An anti-cell migration compound that binds to hnRNP U and suppresses nuclear deformation

Metastasis is the major cause of death in patients with solid cancers. However, the detailed mechanisms of metastasis remain unclear, with no specific drugs against metastasis approved to date. In this study, we aimed to identify the target protein of the previously reported low-molecular-weight compound, HPH-15, which inhibits lung Cancer cell migration. We synthesized biotinylated HPH-15 (Biotin-HPH-15) and successfully identified heterogeneous nuclear ribonucleoprotein U (hnRNP U) as an HPH-15-binding protein using the avidin-biotin technique. hnRNP U knockdown experiments revealed that HPH-15 inhibited cell migration by binding to hnRNP U. Although HPH-15 also inhibited epithelial to mesenchymal transition (EMT), no association was observed between its anti-EMT activity and hnRNP U-binding. Moreover, hnRNP U inhibited cell migration induced by the transforming growth factor-β (TGF-β). We also examined nuclear deformation, which is known to enhance cell migration.
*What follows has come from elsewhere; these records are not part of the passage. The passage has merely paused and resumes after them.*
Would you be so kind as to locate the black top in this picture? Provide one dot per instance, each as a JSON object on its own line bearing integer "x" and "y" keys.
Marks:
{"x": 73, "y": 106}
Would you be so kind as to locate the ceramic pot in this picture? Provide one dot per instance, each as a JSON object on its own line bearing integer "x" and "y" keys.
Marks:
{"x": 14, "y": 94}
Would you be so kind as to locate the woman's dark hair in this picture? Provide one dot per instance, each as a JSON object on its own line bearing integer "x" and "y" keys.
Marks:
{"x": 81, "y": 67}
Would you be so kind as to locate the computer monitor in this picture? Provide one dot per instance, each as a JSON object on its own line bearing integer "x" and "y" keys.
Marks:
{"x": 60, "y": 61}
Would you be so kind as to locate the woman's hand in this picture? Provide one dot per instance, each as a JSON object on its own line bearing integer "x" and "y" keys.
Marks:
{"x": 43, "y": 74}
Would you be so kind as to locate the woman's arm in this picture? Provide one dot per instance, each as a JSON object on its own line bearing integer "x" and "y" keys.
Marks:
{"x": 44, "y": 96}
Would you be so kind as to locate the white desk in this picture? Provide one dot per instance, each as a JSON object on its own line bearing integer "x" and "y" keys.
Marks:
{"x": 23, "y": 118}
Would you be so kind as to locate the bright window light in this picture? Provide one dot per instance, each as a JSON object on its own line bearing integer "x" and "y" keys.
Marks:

Microscopic observation and analysis of nuclear circularity revealed that hnRNP U suppressed the transforming growth factor-β-induced decrease in nuclear circularity. HPH-15 bound to hnRNP U and enhanced its functions to increase nuclear circularity. Additionally, HPH-15 derivatization study was performed using six derivatives. Similar to HPH-15, two derivatives bound to hnRNP U, suppressed nuclear deformation, and inhibited cell migration. However, unlike HPH-15, these derivatives did not show anti-EMT activity, indicating that the anti-cell migration and anti-EMT activities of HPH-15 and its derivatives are independent functions. In conclusion, this study demonstrated the relationship between hnRNP U and nuclear deformation/cell migration and showed the roles of cell migration inhibitor HPH-15 in binding to hnRNP U and nuclear deformation. Our findings can contribute to further Cancer biology studies and aid in the development of new drugs.

Anti-EMT activity; Anti-cell migration activity; Avidin-biotin technology; Nuclear deformation; hnRNP U.